A novel method on functional connectivity biomarkers: the potential of spatiotemporal graph convolutional network in identifying imaging biomarkers for Alzheimer’s disease
Abstract
The abnormal deposition of pathological proteins in Alzheimer’s disease (AD) can disrupt neural pathways in the brain. Functional magnetic resonance imaging (fMRI) is a valuable tool for detecting changes in brain connectivity caused by AD, offering significant support for early diagnosis. However, traditional numerical distribution methods often struggle to capture subtle lesions in fMRI images, limiting their diagnostic utility. The study discussed in this commentary introduces a spatiotemporal graph convolutional network (ST-GCN) framework that integrates both spatial and temporal dependencies in brain functional networks, providing a more robust approach to fMRI data analysis. This advancement significantly improves the identification of functional connectivity (FC) biomarkers for AD. This commentary critically evaluates the strengths and limitations of the proposed approach and outlines potential future research directions, particularly in the integration of multimodal neuroimaging data and further validation of the model across diverse clinical populations.
Keywords
Alzheimer’s disease (AD) is a complex condition characterized by progressive cognitive decline resulting from cumulative brain damage, ultimately leading to dementia[1,2]. The hallmark pathological features of AD include amyloid plaques, neurofibrillary tangles, and neurodegeneration[1,3]. Positron emission tomography (PET) imaging, cerebrospinal fluid (CSF), and plasma biomarkers are commonly used to detect AD pathologies[4]. For example, tau phosphorylated at threonine 217 (p-tau217), a core plasma biomarker specified in the revised criteria, may be associated with the amyloid-beta (Aβ) or AD tauopathy pathways. However, the invasive nature and high costs of these methods limit their widespread clinical implementation.
Recent advancements in resting-state functional magnetic resonance imaging (rs-fMRI) have provided valuable insights for clinical diagnosis[5]. This non-invasive technique enables the detection of subtle changes in brain function. A key advantage of rs-fMRI in AD is its ability to assess functional connectivity (FC) without requiring task performance, making it particularly suitable for dementia patients and easily integrated into routine clinical MRI sessions[6]. In fMRI analysis, brain functional networks are commonly used for feature extraction, with static and dynamic brain functional networks being the most commonly employed methods. Static brain functional networks focus exclusively on the strength of FC between brain regions, neglecting the temporal information inherent in fMRI. In contrast, dynamic brain functional network analysis employs a sliding window approach to capture the temporal dynamics of FC between brain regions[7]. However, this approach struggles to effectively integrate the spatiotemporal topological features of brain functional networks, limiting a comprehensive understanding of the complex dynamic patterns of brain FC.
In recent years, machine learning techniques have gained significant attention for their ability to extract meaningful biomarkers from complex brain networks[8]. Among these, graph neural networks (GNNs) have emerged as a powerful tool for modeling intricate, high-dimensional data, such as brain connectivity networks[9,10]. Traditional graph convolutional networks (GCNs) have been successfully applied to brain network analysis, focusing on spatial relationships between different brain regions[11]. However, these methods capture FC at a given time point and fail to account for the temporal evolution of brain activity - an essential aspect when working with dynamic data such as fMRI. To address this limitation, the study introduces a spatiotemporal graph convolutional network (ST-GCN) combined with the gradient-based class activation mapping (Grad-CAM) model (STGC-GCAM) to extract disease-related imaging biomarkers. The framework leverages ST-GCN to capture both temporal and spatial topological information within the data channels, while the Grad-CAM module extracts critical node information from the graph, effectively characterizing the brain regions impacted by the disease. The effectiveness of the approach was verified on a multi-center dataset.

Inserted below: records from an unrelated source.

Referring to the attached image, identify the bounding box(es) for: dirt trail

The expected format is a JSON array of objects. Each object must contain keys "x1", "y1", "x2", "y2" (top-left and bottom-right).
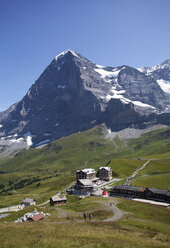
[
  {"x1": 124, "y1": 159, "x2": 150, "y2": 185},
  {"x1": 44, "y1": 199, "x2": 126, "y2": 224}
]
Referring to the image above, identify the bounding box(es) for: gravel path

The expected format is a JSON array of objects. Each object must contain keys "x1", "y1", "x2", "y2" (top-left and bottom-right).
[{"x1": 44, "y1": 200, "x2": 126, "y2": 224}]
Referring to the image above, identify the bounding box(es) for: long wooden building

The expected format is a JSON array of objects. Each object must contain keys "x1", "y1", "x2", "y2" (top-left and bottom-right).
[{"x1": 110, "y1": 185, "x2": 170, "y2": 203}]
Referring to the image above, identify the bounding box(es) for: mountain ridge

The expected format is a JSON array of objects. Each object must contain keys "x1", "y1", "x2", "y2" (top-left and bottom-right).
[{"x1": 0, "y1": 49, "x2": 170, "y2": 153}]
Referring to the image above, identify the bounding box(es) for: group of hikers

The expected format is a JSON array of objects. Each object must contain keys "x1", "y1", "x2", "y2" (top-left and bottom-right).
[{"x1": 83, "y1": 213, "x2": 92, "y2": 221}]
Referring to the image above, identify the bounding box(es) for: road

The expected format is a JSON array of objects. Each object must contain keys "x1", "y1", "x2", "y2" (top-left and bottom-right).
[{"x1": 43, "y1": 198, "x2": 126, "y2": 224}]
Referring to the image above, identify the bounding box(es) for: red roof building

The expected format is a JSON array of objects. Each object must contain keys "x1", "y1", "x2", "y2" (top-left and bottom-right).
[
  {"x1": 102, "y1": 189, "x2": 108, "y2": 197},
  {"x1": 29, "y1": 214, "x2": 44, "y2": 221}
]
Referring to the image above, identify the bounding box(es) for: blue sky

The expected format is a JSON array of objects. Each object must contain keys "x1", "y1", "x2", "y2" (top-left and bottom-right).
[{"x1": 0, "y1": 0, "x2": 170, "y2": 111}]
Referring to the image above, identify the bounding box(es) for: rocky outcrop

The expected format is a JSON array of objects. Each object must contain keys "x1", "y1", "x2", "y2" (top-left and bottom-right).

The results demonstrate that the STGC-GCAM effectively captures both spatial and temporal dependencies in brain functional networks, offering a more comprehensive view of brain functional network dynamics. When applied to data from six sites, the STGC-GCAM achieved optimal performance, with the following accuracies: CN vs. MCI = 0.93 ± 0.001, CN vs. AD = 0.90 ± 0.002, MCI vs. AD = 0.92 ± 0.002, and sMCI vs. pMCI = 0.85 ± 0.002. However, performance declined when data from a single site were used. Additionally, Grad-CAM identified brain regions with significantly altered connectivity patterns in AD, primarily within the default mode network (DMN), visual network, and sensorimotor network. Post hoc analysis revealed that features from these regions were significantly correlated with cognitive levels (P < 0.05) and could predict the outcome of mild cognitive impairment (MCI) (hazard ratio = 3.885, P < 0.001). The topological features of these regions also mediated the relationship between Aβ deposition, brain glucose metabolism, and cognitive levels [mini-mental state examination (MMSE): β = -0.01, P < 0.001; the sum of boxes of clinical dementia rating scale (CDR-SB): β = 0.02, P < 0.001]. Furthermore, the model demonstrated strong generalization across a multi-center dataset, further confirming the reliability of the results.

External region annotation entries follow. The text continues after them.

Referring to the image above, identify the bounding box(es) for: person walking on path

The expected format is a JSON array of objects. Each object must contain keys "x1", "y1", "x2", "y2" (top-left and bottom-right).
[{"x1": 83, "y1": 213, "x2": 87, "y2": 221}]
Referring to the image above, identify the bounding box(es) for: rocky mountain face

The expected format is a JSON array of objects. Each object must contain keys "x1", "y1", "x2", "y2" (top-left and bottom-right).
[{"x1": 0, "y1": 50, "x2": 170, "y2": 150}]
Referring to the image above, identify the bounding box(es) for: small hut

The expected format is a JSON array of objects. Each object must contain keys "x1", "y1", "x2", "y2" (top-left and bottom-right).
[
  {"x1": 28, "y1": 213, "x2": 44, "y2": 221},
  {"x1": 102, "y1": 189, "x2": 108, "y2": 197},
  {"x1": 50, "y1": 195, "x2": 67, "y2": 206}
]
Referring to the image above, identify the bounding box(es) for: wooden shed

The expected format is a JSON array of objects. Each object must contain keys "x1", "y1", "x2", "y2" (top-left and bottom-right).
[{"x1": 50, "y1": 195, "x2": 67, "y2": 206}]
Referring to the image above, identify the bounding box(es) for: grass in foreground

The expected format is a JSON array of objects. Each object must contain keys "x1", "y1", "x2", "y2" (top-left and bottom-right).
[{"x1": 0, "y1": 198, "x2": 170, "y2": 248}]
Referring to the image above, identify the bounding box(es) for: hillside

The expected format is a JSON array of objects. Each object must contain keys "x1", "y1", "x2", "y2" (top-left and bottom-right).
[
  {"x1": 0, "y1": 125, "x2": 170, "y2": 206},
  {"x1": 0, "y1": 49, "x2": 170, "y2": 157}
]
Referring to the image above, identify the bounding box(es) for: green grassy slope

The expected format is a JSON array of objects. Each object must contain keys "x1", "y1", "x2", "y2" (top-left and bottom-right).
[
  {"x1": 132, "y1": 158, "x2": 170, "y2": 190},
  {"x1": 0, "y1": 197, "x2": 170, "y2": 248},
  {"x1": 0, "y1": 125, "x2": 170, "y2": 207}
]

When evaluating the classification performance of STGC-GCAM across multiple sites, inconsistencies in data parameters were observed across sites. To address the issue, the study applied the ComBat method for batch correction[12], which improved performance on multi-site data compared to single-site data. The performance of single-site models may be compromised due to data mismatches or limited data availability. Compared with six other methods, namely support vector machine (SVM), multilayer perceptron (MLP), random forest (RF), logistic regression (LR), BrainCNN[8], and GCN, STGC-GCAM achieved the best performance. Furthermore, compared to traditional metrics such as regional homogeneity (ReHo) and amplitude of low-frequency fluctuation (ALFF), the topological feature-based model demonstrated superior predictive capability. The findings are consistent with previous research, such as Petrella et al.’s discovery of reduced FC in the DMN of AD patients, which is associated with memory impairment, one of the most common early symptoms of AD[13,14]. Additionally, Millar et al.’s study suggested that abnormal FC is associated with the extent of Aβ pathology but not tau pathology, implying that Aβ pathology is the primary cause of FC changes in early AD[15]. In conclusion, while the current findings align with previous studies, the complexity and unknowns of the human brain emphasize the need for further research to fully reveal the pathological mechanisms of AD.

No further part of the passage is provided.